The KROQ crew agreed, and the training stint led to an on-air appearance as the character Mr. Birchum, a cantankerous shop teacher with a fondness for stale classic rock, heavy tools and sexual innuendo. Among the many Los Angeles fans of the character was Pinsky, who started "Loveline" in 1983 when he was a USC medical school student and has co-hosted it since.
Pinsky, 39, is head of the chemical dependency services department at Las Encinas Hospital in Pasadena and a private practitioner. He said he used to time his morning hospital breaks so he could hear the Birchum bits.
"I almost fell out of my car," Pinsky said. "I mentioned him [Carolla] to the people looking for a new host [to replace the departing Riki Rachtman] and when he came to audition I said, 'Oh, yes! Mr. Birchum likes us!' "
The pair immediately clicked, perhaps due to their day-and-night differences.
"He brings a genuine, real-world experience that's relatable to baby boomers and younger people," Pinsky said.
As Carolla put it: "When he was 19, he was premed at Amherst. When I was 19, I was cleaning carpets out by Edwards Air Force Base at 3 in the morning and hanging out with a scary, aggressive guy named Everlastin', who smoked a joint while driving our van at 95 mph . . . It amazes me that Drew and I came together."
Their clash of styles drives the show. Pinsky remains the impassive, establishment voice of the medical profession while Carolla adopts the mien of the middle-school clod, jeering at sex-ed filmstrips.
On a show flooded with thousands of phone calls each night, many of them on dire topics such as child abuse and spousal battery, finding the balance between sober advice and high jinks can be difficult.
"The whole thing is about instinct," Carolla said. "When to make a joke, when to be serious, when to chastise a caller--which is more often [necessary] than when to coddle--when to jump down Drew's throat, when to back off and give him a little room . . . There's no figuring it out on paper."
If nothing else, Carolla says he would like to be "the voice of the listeners." He gives the realistic example of a caller describing a sexual encounter with his girlfriend's mother and asking the hosts how he can find out if the mother is pregnant.
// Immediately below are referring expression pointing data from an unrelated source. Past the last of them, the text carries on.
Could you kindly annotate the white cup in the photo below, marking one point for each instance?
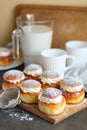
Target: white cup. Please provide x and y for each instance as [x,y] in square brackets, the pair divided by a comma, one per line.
[78,49]
[55,60]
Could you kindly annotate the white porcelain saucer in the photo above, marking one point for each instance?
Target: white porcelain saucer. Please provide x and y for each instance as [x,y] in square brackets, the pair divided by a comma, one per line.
[13,65]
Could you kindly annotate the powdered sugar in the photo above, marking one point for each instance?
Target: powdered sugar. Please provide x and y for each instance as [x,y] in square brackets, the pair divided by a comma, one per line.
[50,74]
[31,83]
[18,114]
[72,81]
[52,92]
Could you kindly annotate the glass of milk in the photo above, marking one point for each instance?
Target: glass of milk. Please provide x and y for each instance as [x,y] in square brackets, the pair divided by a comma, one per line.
[33,35]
"So Drew says, 'Well, has she missed her period? How old is she? Blah, blah, blah.' Now everybody who's listening is thinking, 'Are you [expletive] nuts?'
"Someone's got to pipe up and go, 'What the f--- were you thinking?' Sometimes you're just calling a person on something. When you have that impulse, you have to trust that it's a natural impulse that everyone else is having."
Though he earned the "Loveline" spot with comic wit and not psychoanalytical acumen, Carolla said the experience has rubbed off, particularly in regard to his two-year relationship with girlfriend Lynette Paradise. (Her name is translated from the Italian, he says, "And no, she's not a stripper.")
When you spend much of your life dispensing advice, he said "You do tend to take your own advice a little bit . . . You tend to be more introspective through the day, thinking about, 'Gee, why did I do that?' or 'I'm angry. What is that?' "
The future is unfolding with promise before Carolla, who moved a year ago from the Valley to a 1923 house in Beechwood Canyon. That "Loveline" jacket fits better than ever, but he says he may try on an animated series, a sitcom and some feature film roles for size.
"My take on the universe is that it's not evil and it's not kind. It's not anything," Carolla said. "You get exactly as far as your talent and motivation will take you . . . People always talk about, 'It's who you know, it's who you know.' It's not who you know. People try to attribute success in this business to anything other than talent and stick-to-itiveness."